The article talks about wkhtmltopdf; in fact, they developed their server in response to its limitations:
The wkhtmltopdf utility has been around awhile and works great when you get it working correctly on your platform. However, the newest version as of this writing 0.12.5 has a bug prevening TOC generation on some platforms. Some Linux platforms require the installation of Microsoft font packs, and compiling from source leads you down a rabbit hole of dependency hell.
I'd say over half of the "PDF-creation" projects posted here have been vulnerable to some/all of those attacks. (I continue to be surprised at how many web-to-pdf services exist. I guess there must be a lot of people paying for them?)
These are great security suggestions and I should make some clarifications on the intended use. We use txPDF as a backend Microservice and not open to direct public use. It is good for automating report generation from other portions of a larger system.
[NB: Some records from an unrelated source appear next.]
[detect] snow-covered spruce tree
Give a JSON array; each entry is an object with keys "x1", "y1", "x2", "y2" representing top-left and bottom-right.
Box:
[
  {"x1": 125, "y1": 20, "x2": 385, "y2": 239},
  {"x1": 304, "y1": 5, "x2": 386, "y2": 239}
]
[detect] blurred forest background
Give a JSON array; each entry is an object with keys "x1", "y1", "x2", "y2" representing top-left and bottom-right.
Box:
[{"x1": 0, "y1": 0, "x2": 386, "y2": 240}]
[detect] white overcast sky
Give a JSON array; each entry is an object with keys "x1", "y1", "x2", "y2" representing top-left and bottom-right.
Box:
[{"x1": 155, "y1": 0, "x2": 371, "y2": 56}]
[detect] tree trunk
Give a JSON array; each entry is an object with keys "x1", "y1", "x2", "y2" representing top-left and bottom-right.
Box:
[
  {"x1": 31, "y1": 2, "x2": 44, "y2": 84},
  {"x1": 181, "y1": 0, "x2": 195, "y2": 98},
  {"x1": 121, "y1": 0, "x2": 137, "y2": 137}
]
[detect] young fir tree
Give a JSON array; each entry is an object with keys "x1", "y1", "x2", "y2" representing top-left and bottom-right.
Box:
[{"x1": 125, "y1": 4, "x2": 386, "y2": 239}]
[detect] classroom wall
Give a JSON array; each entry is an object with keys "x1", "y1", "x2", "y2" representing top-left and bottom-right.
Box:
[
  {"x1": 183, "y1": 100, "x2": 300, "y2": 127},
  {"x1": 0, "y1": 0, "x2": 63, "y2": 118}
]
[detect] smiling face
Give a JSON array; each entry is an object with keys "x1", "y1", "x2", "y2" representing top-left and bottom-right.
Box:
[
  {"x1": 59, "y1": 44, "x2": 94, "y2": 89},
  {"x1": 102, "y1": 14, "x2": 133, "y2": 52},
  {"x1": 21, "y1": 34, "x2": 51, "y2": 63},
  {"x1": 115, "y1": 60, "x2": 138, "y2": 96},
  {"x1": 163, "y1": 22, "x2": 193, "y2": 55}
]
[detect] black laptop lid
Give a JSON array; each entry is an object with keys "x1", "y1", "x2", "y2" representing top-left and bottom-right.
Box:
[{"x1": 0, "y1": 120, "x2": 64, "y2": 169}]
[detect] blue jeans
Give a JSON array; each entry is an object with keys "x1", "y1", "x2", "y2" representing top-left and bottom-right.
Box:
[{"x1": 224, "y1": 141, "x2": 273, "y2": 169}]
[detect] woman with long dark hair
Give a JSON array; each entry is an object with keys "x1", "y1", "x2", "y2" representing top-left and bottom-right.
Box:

I'm the owner/dev of one of those paid services, and yes, competition is fierce, but people do still pay for the convenience of not having to manage it themselves. One look at the issue count of puppeteer/phantomjs/selenium/slimer... tells its own story.
I venture there is huge money in a sweet path from latex resumes in pdf format to ms word. I want to offer my clients a basic template but if I choose the latex route, I will inevitably have requests for the latter no matter how lame the format.
Have you tried using a print media stylesheet? You could hide the navigation, reduce the whitespace, maybe shrink the font size a little bit, and remove link text decoration.
Great idea. I have used print media sheets in the past, but found them easy to have regressions e.g. elements that are introduced but not hidden. A webpage to pdf process is also vunerable to that though.
I think ideally, because the resume renderer is a react component, I'd rather just boot up chromium with the react component and resume data and do a fully clean render of the page into pdf.
In Chrome Dev Tools, click on the devices button (the icon with the phone and tablet). Using the top-right menu, select "Capture full size screenshot".
Walla, you now have a full size screenshot that you can convert into PDF.
Incidentally, I am author of https://www.pagedash.com, which is a personal web scrapbook which allows you to capture the current page as HTML and generate links to share with others.
I tried it with this page only but it didn't work for me. Got a 110Kb png file but it's empty. It is a valid PNG but it's completely blank. Maybe it's buggy.
I find wkhtmltopdf very difficult to work with, for instance the official documentation is just a man [1].
I discovered the project Weasyprint[2] a few months ago. I find it easier to use, and very powerful when using Python. You can define a custom loader to inject images or styles generated on the fly for instance.
There are still some missing features compared to wkhtmltopdf, such as defining a custom footer and header, but it's a very promising project.
Since you mention Python, I have found pdfkit[1] to be a pretty good wrapper for wkhtmltopdf. I have a document generation engine that uses it dozens of times a day. Worst part is that wkhtmltopdf in the Ubuntu repos is still compiled (when last checked) without some patch that allows it to run headlessly. I built from source, which was not too difficult.
One of my application running at work has a task of creating a user ordersheet made through the main app workflow and transposing it to an HTML document which is then converted to a PDF document by wkhtmltopdf and dispatched via email, etc.
I found this setup to be really stable and easy to maintain, so far it has produced around 70k orders per year and has been running for over 4 years now without any hiccups.
Before that I was using phantomjs but it wasn’t as fast and reliable for some reasons that I can’t quite remember now, since I havent touch that part of the app in a long time.
All I remember is that wkhtmltopdf was easier to tweak and compose with.
https://prerender.com/ is a great service (fully MIT-licensed at https://github.com/prerender/prerender ) for this type of thing, both for rendering internal pages and for scraping/rendering external sites that rely heavily on client-side code.
Why not using HTML instead of PDF? I'm the author of an extension that allows to save faithfully a web page into an HTML file [1]. From my point of view, that should be the best solution for archiving web pages in a file. Votes on HN disagree with me though [2], I wished I could understand why.